Le Préposé fédé­ral à la protec­tion des données et à la trans­pa­rence  a récem­ment publié son rapport final sur l’enquête ouverte contre Digitec Galaxus SA.

Cette affaire remonte à fin mars 2020 avec l’interpellation du Préposé par une cliente qui avait accepté la décla­ra­tion de protec­tion des données de Digitec Galaxus, mais s’était oppo­sée par la suite à l’enregistrement et à la trans­mis­sion de ses données rela­tives à son adresse et sa carte de crédit, ainsi qu’à toute exploi­ta­tion de ses données person­nelles à des fins publi­ci­taires et de marke­ting. La cliente repro­chait égale­ment à Digitec Galaxus le fait que les clients étaient contraints d’accepter tous les trai­te­ments de données décrits dans la décla­ra­tion de protec­tion des données pour pouvoir passer une commande.

Dans son rapport final, le Préposé arrive à la conclu­sion que l’obli­ga­tion de créer un compte client pour procé­der à un achat viole le prin­cipe de propor­tion­na­lité et recom­mande égale­ment à Digitec Galaxus plusieurs adap­ta­tions de sa décla­ra­tion de protec­tion des données.

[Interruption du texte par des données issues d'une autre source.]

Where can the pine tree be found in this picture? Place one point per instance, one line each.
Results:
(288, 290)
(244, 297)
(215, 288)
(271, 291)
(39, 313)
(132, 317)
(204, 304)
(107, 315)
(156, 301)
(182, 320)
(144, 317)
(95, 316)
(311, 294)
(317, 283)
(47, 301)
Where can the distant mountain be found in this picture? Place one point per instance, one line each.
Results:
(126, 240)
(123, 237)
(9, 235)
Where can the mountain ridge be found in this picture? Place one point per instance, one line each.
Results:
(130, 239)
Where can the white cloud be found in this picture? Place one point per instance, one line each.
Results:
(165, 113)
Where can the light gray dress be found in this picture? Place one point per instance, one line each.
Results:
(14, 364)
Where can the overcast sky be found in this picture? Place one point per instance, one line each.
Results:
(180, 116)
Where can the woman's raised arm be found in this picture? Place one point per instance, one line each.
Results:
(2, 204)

La présente contri­bu­tion analyse les diffé­rentes recom­man­da­tions du Préposé d’un œil critique et tire des ensei­gne­ments à la lumière de la nouvelle loi sur la protec­tion des données.

II. Remarques préliminaires

Tout d’abord, il est impor­tant de souli­gner que cette affaire était soumise à l’ancienne LPD (aLPD) confor­mé­ment à la dispo­si­tion tran­si­toire de l’art. 70 nLPD. Le Préposé a ainsi procédé à un établis­se­ment des faits selon l’art. 29 al. 1 let. a aLPD en appli­quant les règles maté­rielles de l’ancien droit. L’application de l’aLPD s’étend égale­ment aux mesures à dispo­si­tion du Préposé qui se limitent à des recom­man­da­tions non contrai­gnantes (art. 29 al. 3 aLPD) avec la possi­bi­lité, en cas de rejet par le maître du fichier (respon­sable du trai­te­ment selon la nLPD), de porter l’affaire devant le Tribunal admi­nis­tra­tif fédé­ral pour déci­sion (art. 29 al. 4 aLPD).

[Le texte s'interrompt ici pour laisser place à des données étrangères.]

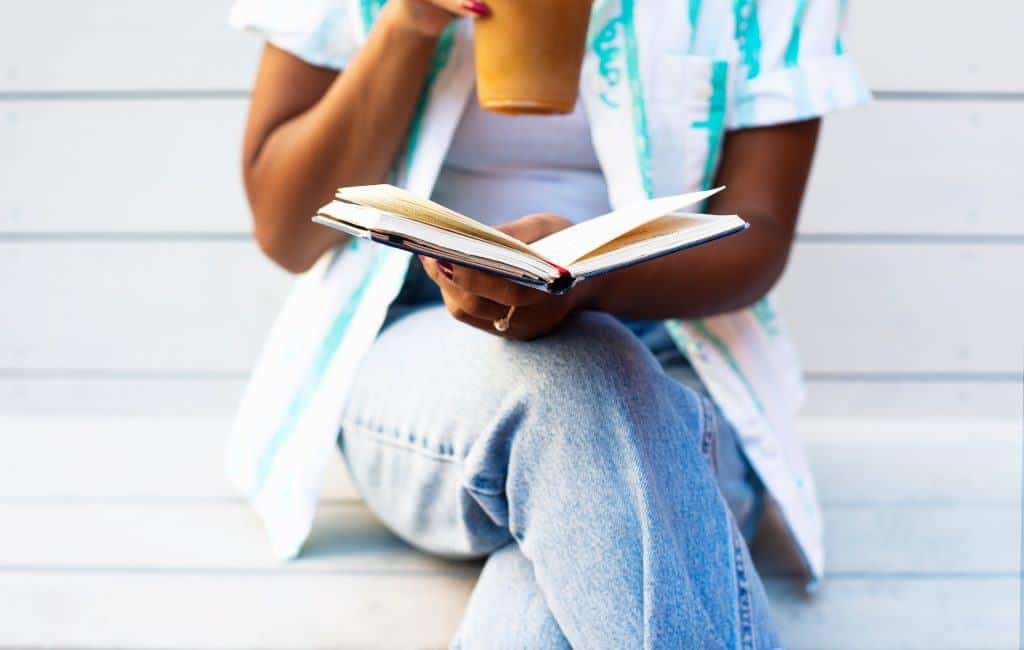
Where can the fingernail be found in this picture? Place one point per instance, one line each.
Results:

Par ailleurs, on relè­vera la durée parti­cu­liè­re­ment longue de cette affaire, dont les prémices ont commencé en mars 2020 pour abou­tir à un rapport final en avril 2024, soit après plus de 4 ans. Avec l’entrée en vigueur de la nLPD, et malgré la dispo­si­tion tran­si­toire, les délais de trai­te­ment ont malheu­reu­se­ment pour effet de créer un déca­lage impor­tant entre le droit qui est, ou était, déter­mi­nant lors de l’établissement des faits et le droit auquel Digitec Galaxus est soumise au moment de la publi­ca­tion du rapport final.

Enfin, on notera que le rapport final se base sur l’état de fait et les docu­ments soumis à fin 2021, alors que Digitec Galaxus a informé le Préposé en juin 2023 qu’elle avait révisé sa décla­ra­tion de protec­tion des données en vue de l’entrée en vigueur de la nLPD. On peut dès lors se deman­der pour­quoi le Préposé n’a pas tenu compte de la nouvelle décla­ra­tion de protec­tion des données dans ses recom­man­da­tions, dont la plupart étaient déjà dépas­sées au moment où le rapport final a été publié.

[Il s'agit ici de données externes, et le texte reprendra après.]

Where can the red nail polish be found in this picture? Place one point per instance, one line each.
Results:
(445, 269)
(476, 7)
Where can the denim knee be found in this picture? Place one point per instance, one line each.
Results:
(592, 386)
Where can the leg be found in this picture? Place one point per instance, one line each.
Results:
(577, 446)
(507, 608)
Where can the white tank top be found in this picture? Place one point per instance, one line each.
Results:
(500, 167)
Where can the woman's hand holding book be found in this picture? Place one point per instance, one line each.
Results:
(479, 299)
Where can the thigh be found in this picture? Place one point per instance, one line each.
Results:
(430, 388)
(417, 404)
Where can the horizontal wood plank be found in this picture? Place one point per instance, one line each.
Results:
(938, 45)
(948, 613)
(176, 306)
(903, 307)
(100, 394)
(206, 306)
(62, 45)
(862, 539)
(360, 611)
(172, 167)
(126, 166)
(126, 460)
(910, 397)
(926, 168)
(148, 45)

III. Adaptations de la décla­ra­tion de protec­tion des données

Dans son rapport final, le Préposé formule cinq recom­man­da­tions à Digitec Galaxus portant sur des adap­ta­tions de sa décla­ra­tion de protec­tion des données.

1) Identification des outils d’analyse web

Le Préposé recom­mande d’iden­ti­fier clai­re­ment les outils d’analyse web utili­sés et les trai­te­ments de données person­nelles qui en résultent. De son côté, Digitec Galaxus semble esti­mer que cette recom­man­da­tion est sans objet avec l’adoption de la nouvelle décla­ra­tion de protec­tion des données.

Cette recom­man­da­tion soulève des ques­tions inté­res­santes sur l’application de la LPD (ancienne comme nouvelle) aux données récol­tées au moyen d’outils d’analyse web, en parti­cu­lier les fameux cookies dont les bannières de consen­te­ment sont deve­nues omni­pré­sentes sur tous les sites inter­net depuis l’en­trée en vigueur du RGPD en 2018.

Cela n’est pas abordé dans le rapport du Préposé, mais il est utile de rappe­ler qu’en droit suisse l’utilisation de cookies est régie en premier lieu par l’art. 45c de la Loi sur les télé­com­mu­ni­ca­tions (LTC) qui exige notam­ment d’informer l’utilisateur sur le trai­te­ment et sa fina­lité, ainsi que sur la possi­bi­lité de refu­ser ce trai­te­ment. Contrairement au droit euro­péen, qui prévoit un méca­nisme d’opt-in néces­si­tant d’obtenir le consen­te­ment préa­lable de l’uti­li­sa­teur (cf. art. 5 (3) de la de la direc­tive 2002/​58/​CE surnom­mée aussi « ePrivacy Directive »), le droit suisse prévoit unique­ment un devoir d’information, lequel peut parfai­te­ment être rempli par le biais de la décla­ra­tion de protec­tion des données, avec possi­bi­lité d’opt-out. C’est d’ailleurs l’approche choi­sie par les sites digi​tec​.ch et galaxus​.ch qui n’ont pas de bannière de cookies mais où l’information se fait par la décla­ra­tion de protec­tion des données, complé­tée par une notice d’information sur les cookies et les tech­no­lo­gies similaires.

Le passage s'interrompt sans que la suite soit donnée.